I allowed my mind to momentarily drift off, to look past what transpired in the present to what could be in the future, to imagine what I knew I couldn't have. To imagine rolling over every morning and coming face to face with a pair of sumptuous blue eyes. To imagine being able to call him mine in every sense of the word, to be able to look at every single girl who ever swooned over his picture and feel a satisfying rush of pride knowing that what she and so many others wanted,I had. To one day stand at the altar after this war was all over...
I could feel my insides turning to jelly as I let my mind conjure a rendition of the scene. He would of course be wearing a dress uniform, preferably with all his medals and a dress helmet. I would have my hair down, with countless strings of pearls woven through it, and a sheer veil on top—
"Lea! Lea Schwarz, is that you?"
I jumped at the sound of my name. My daydream shattered into a thousand pieces when I looked up to see Käte standing over me, looking concerned.

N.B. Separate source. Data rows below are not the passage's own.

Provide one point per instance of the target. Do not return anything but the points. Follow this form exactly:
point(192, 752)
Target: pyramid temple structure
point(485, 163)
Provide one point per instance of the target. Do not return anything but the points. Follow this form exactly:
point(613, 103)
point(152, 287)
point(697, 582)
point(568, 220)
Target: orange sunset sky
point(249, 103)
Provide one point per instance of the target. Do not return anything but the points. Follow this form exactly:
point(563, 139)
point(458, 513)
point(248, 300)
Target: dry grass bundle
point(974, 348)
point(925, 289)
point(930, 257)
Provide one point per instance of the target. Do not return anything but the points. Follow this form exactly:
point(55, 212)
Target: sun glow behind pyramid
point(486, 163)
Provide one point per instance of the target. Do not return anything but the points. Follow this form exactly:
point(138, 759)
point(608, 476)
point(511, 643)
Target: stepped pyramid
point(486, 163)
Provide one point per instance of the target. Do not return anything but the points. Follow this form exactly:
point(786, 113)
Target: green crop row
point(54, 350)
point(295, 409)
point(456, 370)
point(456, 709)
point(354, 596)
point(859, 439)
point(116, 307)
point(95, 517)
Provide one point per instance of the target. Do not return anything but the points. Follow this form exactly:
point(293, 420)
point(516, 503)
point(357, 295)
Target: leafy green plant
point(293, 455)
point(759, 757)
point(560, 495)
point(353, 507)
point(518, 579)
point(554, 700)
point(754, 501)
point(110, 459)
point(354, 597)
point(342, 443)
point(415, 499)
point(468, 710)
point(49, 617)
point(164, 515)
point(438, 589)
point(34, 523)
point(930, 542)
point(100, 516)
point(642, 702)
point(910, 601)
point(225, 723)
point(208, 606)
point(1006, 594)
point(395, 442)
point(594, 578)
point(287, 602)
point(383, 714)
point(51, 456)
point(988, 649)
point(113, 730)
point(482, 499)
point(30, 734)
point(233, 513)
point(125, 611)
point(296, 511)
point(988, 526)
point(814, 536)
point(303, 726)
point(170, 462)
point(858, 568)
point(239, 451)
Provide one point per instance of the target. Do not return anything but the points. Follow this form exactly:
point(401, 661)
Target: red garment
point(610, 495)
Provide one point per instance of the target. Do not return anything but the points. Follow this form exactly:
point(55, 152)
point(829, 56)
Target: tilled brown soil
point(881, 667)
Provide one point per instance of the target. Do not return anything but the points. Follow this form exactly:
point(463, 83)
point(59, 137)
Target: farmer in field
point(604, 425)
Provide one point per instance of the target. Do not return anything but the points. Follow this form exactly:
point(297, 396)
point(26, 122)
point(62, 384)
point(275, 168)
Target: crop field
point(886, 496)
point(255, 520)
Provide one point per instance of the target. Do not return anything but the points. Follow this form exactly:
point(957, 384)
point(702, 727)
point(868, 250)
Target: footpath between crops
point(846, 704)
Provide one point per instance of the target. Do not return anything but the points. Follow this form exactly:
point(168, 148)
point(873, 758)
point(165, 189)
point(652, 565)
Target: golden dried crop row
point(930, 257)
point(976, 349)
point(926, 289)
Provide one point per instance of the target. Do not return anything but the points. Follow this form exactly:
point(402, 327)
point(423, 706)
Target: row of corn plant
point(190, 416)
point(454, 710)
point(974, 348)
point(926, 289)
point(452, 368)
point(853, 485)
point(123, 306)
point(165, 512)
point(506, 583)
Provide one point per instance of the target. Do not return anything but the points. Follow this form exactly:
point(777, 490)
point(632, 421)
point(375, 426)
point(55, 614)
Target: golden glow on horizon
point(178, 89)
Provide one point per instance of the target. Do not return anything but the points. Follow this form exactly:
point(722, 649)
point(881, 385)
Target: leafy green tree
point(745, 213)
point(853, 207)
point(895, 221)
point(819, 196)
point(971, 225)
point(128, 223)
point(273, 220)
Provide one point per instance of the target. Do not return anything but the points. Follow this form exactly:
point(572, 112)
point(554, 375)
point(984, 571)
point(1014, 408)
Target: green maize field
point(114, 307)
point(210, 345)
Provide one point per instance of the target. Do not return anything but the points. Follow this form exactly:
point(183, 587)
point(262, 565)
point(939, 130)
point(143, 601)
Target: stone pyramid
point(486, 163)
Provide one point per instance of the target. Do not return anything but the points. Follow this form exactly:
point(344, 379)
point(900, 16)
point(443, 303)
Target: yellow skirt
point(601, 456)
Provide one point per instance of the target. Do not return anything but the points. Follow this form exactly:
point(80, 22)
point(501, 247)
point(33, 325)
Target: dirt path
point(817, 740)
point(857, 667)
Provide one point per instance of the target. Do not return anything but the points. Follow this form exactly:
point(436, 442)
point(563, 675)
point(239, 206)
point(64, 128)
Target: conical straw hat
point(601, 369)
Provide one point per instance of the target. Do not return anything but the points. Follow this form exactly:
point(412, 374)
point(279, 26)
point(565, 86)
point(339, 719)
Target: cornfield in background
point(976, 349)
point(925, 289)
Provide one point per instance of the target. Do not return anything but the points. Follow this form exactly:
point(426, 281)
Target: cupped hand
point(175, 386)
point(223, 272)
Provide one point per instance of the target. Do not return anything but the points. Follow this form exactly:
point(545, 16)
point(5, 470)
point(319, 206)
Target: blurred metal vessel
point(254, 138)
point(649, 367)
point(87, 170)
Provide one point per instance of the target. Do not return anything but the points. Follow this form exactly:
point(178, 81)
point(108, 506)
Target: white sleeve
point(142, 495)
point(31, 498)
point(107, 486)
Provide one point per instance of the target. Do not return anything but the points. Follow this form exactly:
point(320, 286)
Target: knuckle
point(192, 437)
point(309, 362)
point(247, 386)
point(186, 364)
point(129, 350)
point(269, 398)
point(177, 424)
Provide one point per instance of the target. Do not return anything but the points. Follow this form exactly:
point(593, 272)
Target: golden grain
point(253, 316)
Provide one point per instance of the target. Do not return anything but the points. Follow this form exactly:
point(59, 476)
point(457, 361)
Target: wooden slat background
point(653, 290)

"I've been looking for you forever. Is this where you've been the whole time?"
"Well, not exactly. I assisted them with an operation not too long ago."
I rose unsteadily to my feet. "Why were you looking for me?"
"Well...it's Richthofen."
My blood turned to ice. "Richthofen?"
"He wants to see you. He's been asking about you constantly. I don't know what made him take such a liking to you, but ever since you stopped coming with me to see him, the first thing he asks me every day is regarding your whereabouts." She gave me a strange look. "You told him your name was Natalia?"
I nodded. "I don't feel comfortable using my real name with strangers."
A blatant lie, but I wasn't about to reveal the truth quite yet.
"Anyway...he's sleeping now, so you might want to go and clean up in there as best as you can." Käte started off down the hallway, talking over her shoulder. "I'll bring his lunch in a little bit."
I watched her until she had disappeared into another room, then headed the opposite direction in a slow walk.
So Manfred wanted to see me. So what? I would be cordial and polite to him as best as I could. That was what a nurse was supposed to do...wasn't it?